Carter also served as a distinguished professor at Emory University in Atlanta, where he finally received tenure at age 94 — 37 years after he began teaching there.

Health issues started to impact his heavy schedule in 2015. On Aug. 3 of that year, Carter underwent surgery for liver cancer, and nine days later announced that the cancer had spread to other parts of his body. On Aug. 20, he revealed that melanoma had been found on his liver and in his brain, and he underwent immunotherapy and radiation therapy.

“I just thought I had a few weeks left, but I was surprisingly at ease,” Carter said at a news conference after he started treatment. “I’ve had an exciting and adventurous and gratifying existence.”

On Dec. 6 that year, Carter said in a statement to the media that body scans showed cancer no longer was present.

Carter continued his philanthropic efforts, often helping to build Habitat for Humanity homes, as well as taking political stands that included recent calls for immigration reform. His health remained stable until May 2019, when he broke his hip in Plains while leaving his house to go turkey hunting.

He required hip replacement surgery, though the Carter Center quipped that his “main concern is that turkey season ends this week, and he has not reached his limit.”

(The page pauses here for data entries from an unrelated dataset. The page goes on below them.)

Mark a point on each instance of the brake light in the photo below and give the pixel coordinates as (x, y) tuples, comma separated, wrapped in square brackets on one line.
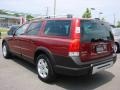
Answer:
[(74, 47)]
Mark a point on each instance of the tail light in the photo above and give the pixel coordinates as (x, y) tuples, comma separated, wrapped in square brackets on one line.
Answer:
[(74, 47)]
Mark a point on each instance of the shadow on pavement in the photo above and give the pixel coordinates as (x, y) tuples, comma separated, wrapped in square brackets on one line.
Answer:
[(74, 83)]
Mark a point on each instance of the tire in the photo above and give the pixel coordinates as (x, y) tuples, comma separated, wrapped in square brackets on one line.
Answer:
[(44, 69), (5, 50)]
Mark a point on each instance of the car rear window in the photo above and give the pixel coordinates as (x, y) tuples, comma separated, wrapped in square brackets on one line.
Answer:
[(58, 27), (95, 30), (116, 32)]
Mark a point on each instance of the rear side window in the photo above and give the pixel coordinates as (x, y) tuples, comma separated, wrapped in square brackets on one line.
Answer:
[(58, 27), (33, 28), (93, 30)]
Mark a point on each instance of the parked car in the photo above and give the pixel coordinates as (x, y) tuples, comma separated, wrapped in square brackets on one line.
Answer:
[(12, 29), (69, 46), (116, 34)]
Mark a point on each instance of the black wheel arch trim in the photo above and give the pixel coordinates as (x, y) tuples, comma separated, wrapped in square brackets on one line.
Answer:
[(48, 53)]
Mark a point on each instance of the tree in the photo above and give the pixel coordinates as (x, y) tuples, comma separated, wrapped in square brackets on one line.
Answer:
[(29, 17), (118, 24), (87, 14)]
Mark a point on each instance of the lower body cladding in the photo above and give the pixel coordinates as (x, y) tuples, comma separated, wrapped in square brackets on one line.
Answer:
[(71, 66)]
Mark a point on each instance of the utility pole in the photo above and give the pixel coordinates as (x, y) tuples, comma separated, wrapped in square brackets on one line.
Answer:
[(92, 9), (54, 8)]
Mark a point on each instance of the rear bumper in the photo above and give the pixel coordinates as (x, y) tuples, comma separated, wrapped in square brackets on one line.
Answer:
[(83, 68)]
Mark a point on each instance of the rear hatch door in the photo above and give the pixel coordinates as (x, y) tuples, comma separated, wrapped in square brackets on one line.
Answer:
[(96, 40)]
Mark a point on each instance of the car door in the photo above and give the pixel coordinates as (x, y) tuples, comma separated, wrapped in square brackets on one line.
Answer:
[(29, 39), (14, 42)]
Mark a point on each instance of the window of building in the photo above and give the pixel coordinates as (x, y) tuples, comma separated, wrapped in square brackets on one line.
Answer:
[(33, 28)]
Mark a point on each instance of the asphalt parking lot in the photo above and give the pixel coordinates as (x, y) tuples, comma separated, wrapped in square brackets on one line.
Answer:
[(16, 74)]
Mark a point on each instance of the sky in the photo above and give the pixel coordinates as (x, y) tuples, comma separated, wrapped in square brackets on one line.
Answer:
[(109, 8)]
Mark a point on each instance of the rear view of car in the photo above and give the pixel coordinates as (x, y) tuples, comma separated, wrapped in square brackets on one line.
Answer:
[(96, 44)]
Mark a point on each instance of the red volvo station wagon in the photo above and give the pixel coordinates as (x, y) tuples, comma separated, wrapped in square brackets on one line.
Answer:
[(69, 46)]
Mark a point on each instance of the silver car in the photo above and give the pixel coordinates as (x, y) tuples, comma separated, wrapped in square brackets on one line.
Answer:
[(116, 34)]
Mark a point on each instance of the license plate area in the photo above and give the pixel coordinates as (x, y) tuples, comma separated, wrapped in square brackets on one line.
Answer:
[(101, 67)]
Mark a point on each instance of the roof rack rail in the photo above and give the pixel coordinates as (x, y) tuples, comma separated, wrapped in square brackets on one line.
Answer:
[(48, 17)]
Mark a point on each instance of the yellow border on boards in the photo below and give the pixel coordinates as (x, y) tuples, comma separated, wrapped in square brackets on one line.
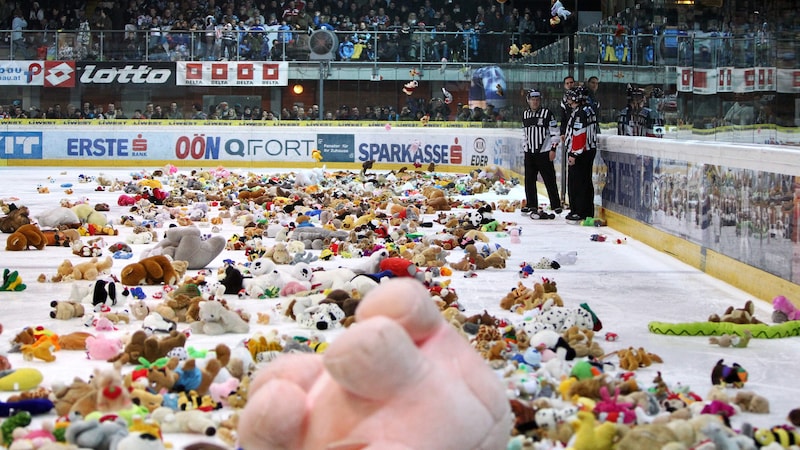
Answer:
[(234, 165), (762, 285)]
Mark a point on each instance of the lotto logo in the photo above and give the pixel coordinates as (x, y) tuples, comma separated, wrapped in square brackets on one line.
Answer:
[(59, 74), (21, 145)]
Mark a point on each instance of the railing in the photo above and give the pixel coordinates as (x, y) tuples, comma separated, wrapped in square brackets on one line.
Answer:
[(675, 48), (418, 45)]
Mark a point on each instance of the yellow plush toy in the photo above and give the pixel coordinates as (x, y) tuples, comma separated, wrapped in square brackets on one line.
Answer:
[(87, 215), (88, 270), (26, 236)]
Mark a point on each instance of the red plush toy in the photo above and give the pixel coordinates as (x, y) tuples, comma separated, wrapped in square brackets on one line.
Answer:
[(401, 267)]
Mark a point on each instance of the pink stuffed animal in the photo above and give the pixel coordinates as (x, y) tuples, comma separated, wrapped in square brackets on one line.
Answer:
[(784, 310), (220, 391), (402, 368)]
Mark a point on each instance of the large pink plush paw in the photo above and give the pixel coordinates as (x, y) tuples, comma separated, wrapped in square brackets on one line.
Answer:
[(400, 378)]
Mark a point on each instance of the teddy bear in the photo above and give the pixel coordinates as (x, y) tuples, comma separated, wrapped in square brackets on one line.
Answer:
[(193, 377), (149, 400), (751, 402), (155, 269), (58, 217), (66, 310), (25, 237), (15, 218), (188, 244), (784, 310), (150, 348), (88, 215), (744, 315), (95, 434), (214, 319), (102, 348), (582, 341), (413, 332), (279, 253), (87, 270)]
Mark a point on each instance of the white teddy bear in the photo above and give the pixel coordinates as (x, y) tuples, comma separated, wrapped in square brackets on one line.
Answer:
[(216, 319)]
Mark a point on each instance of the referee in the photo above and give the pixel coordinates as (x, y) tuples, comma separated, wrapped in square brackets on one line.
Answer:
[(541, 139)]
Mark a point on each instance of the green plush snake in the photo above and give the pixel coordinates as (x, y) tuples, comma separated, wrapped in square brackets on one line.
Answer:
[(760, 331)]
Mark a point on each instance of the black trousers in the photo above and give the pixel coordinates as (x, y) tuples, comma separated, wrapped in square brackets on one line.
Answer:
[(579, 185), (539, 164)]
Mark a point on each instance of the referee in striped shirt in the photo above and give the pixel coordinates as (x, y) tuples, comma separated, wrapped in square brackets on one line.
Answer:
[(541, 139)]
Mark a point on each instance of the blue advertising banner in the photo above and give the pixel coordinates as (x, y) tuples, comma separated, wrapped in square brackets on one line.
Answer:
[(21, 144), (337, 147)]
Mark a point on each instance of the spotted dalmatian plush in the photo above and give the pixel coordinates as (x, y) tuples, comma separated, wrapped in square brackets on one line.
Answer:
[(559, 319), (325, 316)]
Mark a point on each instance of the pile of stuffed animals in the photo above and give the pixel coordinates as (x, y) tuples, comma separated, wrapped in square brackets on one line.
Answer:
[(141, 300)]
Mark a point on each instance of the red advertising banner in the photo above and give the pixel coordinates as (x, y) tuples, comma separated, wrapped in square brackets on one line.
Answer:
[(232, 73)]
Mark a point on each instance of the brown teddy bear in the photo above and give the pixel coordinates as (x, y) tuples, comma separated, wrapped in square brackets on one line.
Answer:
[(26, 236), (66, 310), (751, 402), (87, 270), (582, 341), (744, 315), (151, 270), (150, 348)]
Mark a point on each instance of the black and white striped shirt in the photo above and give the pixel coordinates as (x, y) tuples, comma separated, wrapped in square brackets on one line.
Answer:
[(540, 128)]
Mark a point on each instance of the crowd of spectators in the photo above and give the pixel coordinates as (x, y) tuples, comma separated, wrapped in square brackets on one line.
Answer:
[(414, 110), (405, 30)]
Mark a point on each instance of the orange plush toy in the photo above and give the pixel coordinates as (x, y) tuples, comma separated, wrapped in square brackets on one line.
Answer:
[(26, 236), (151, 270)]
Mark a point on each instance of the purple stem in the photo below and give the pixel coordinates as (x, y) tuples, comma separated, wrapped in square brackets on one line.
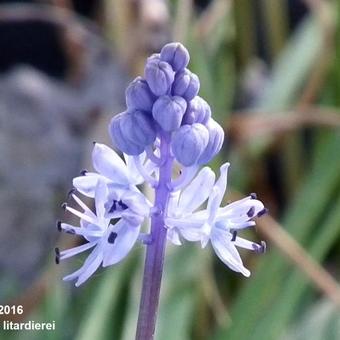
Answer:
[(154, 260)]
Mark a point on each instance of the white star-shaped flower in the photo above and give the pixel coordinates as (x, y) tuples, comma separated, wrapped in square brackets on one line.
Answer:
[(216, 224), (110, 242)]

Carter fell again at home Oct. 6, 2019 and required 14 stitches above his left eye. Nevertheless, he went to a Habitat for Humanity Jimmy & Rosalynn Carter Work Project later that week, wearing bandages on his face and sporting a black eye.

He fell again at home two weeks later, suffering a minor pelvic fracture.

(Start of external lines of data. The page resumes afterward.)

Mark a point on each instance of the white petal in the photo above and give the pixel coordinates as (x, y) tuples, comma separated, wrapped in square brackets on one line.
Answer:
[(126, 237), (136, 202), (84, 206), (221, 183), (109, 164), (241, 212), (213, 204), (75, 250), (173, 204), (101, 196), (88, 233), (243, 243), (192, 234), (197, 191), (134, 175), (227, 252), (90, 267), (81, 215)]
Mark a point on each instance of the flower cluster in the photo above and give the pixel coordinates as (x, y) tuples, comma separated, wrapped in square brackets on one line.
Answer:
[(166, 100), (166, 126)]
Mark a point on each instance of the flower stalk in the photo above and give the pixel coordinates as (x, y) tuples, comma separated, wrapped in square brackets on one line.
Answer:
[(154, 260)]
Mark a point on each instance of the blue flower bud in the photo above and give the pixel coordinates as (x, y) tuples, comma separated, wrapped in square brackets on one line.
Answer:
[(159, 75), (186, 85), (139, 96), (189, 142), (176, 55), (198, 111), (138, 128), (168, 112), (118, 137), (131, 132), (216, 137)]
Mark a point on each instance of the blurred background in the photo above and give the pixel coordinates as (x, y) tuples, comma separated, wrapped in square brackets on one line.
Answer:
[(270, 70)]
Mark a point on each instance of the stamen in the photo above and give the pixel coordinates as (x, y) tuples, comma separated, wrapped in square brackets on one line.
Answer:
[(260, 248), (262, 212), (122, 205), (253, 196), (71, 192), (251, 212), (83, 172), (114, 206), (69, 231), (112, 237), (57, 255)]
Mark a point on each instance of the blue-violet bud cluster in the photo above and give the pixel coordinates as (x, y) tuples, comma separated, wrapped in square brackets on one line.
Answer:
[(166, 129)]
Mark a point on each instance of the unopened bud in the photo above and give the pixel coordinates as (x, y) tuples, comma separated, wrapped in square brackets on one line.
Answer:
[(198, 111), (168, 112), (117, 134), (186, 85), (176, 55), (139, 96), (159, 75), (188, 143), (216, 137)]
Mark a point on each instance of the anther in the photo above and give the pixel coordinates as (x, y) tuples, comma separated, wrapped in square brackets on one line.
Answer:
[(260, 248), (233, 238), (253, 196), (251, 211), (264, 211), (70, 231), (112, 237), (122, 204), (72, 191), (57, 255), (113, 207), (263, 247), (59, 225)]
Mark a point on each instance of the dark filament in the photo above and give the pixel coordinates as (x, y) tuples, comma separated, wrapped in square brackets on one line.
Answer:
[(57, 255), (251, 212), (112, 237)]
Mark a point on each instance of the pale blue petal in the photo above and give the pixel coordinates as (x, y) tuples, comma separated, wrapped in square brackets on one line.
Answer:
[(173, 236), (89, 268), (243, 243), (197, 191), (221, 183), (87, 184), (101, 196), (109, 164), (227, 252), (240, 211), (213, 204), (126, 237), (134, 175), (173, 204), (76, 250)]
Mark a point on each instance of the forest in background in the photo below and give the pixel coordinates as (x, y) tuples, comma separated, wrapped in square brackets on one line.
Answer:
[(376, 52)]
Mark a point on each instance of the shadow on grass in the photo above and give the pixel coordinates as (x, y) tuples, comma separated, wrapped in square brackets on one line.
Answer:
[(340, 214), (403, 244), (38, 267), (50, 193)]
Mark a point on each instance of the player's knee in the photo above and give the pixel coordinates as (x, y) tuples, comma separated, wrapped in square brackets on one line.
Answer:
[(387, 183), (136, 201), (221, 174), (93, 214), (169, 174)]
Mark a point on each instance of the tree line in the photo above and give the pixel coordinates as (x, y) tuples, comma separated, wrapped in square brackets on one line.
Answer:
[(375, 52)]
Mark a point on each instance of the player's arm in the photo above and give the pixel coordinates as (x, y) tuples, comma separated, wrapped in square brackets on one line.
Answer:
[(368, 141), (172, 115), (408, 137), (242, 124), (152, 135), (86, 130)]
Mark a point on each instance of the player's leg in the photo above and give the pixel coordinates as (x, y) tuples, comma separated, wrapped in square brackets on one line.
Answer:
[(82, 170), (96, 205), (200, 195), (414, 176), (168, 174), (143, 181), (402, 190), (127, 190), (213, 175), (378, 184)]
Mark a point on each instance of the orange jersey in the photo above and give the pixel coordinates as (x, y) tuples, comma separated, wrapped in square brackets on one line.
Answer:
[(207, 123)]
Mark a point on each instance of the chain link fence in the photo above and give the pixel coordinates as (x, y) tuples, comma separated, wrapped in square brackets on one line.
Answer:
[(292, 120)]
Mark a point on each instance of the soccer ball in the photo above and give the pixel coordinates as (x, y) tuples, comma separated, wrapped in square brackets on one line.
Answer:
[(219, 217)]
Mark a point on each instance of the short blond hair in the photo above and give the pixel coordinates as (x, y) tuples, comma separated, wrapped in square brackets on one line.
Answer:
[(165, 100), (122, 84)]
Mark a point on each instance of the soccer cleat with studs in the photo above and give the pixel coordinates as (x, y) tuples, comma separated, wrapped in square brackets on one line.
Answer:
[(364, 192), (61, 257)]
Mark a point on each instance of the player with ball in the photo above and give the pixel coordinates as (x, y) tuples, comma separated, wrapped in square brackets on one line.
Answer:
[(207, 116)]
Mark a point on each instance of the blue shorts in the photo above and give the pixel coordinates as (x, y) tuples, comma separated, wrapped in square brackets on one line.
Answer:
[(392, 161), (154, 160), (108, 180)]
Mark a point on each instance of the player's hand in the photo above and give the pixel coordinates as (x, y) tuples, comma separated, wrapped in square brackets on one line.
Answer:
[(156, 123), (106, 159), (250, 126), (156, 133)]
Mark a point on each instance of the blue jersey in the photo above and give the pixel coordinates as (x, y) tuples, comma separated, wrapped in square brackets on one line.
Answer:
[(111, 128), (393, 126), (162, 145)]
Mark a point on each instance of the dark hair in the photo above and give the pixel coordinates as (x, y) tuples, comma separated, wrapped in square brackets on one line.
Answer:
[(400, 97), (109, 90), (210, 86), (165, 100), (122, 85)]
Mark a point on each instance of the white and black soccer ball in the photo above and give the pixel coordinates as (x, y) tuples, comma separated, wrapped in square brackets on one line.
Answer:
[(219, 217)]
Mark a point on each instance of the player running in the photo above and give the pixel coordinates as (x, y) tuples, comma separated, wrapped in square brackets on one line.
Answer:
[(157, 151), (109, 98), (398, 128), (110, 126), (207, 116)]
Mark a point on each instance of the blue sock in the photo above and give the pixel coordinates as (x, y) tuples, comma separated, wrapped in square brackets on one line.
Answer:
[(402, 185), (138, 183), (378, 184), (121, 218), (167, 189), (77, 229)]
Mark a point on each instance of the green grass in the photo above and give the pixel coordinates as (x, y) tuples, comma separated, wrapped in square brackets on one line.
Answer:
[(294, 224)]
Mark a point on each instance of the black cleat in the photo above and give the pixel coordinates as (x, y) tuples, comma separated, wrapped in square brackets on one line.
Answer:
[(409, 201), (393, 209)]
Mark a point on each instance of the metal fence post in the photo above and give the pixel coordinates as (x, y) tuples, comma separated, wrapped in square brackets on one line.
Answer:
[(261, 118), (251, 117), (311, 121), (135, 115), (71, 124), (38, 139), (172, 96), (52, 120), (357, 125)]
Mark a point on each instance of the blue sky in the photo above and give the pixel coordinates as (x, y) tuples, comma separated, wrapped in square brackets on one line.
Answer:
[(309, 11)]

Carter then was admitted to Emory University Hospital on Nov. 10, 2019 for a procedure to relieve pressure on the brain caused by a subdural hematoma — a collection of blood outside the brain caused by the falls. He was released two days later, with a spokesman saying there were no complications from surgery.

Carter was admitted to Phoebe Sumter Medical Center in Americus, Ga., the next month to treat a urinary tract infection.

Carter became the nation’s longest-lived president on March 22, 2019, surpassing George H.W. Bush‘s lifespan. Bush died in November 2018, having lived 94 years and 171 days. Carter celebrated his 99th birthday on Oct. 1.

Over the last several years, Carter remained generally quiet about U.S. politics. But in 2019, he suggested that Donald Trump was an illegitimate president and likely would not have been elected without Russian interference in the 2016 elections.

In his 2016 book, A Full Life: Reflections at Ninety, Carter wrote, “Our government should be known to be opposed to war, dedicated to the resolution of disputes by peaceful means. … We should be seen as the unswerving champion of human rights, both among our own citizens and within the global community.

“America should be the focal point around which other nations can rally against threats to the quality of our common environment. We should be willing to lead by example in sharing our great wealth with those in need. Our society should provide equal opportunity for all citizens and assure that they are provided with the basic necessities of life.”

Carter outlived his two sisters and one brother, and is survived by three sons — Jack, Chip, Jeff — a daughter, Amy, 11 grandchildren and 14 great-grandchildren. A grandson died in 2015.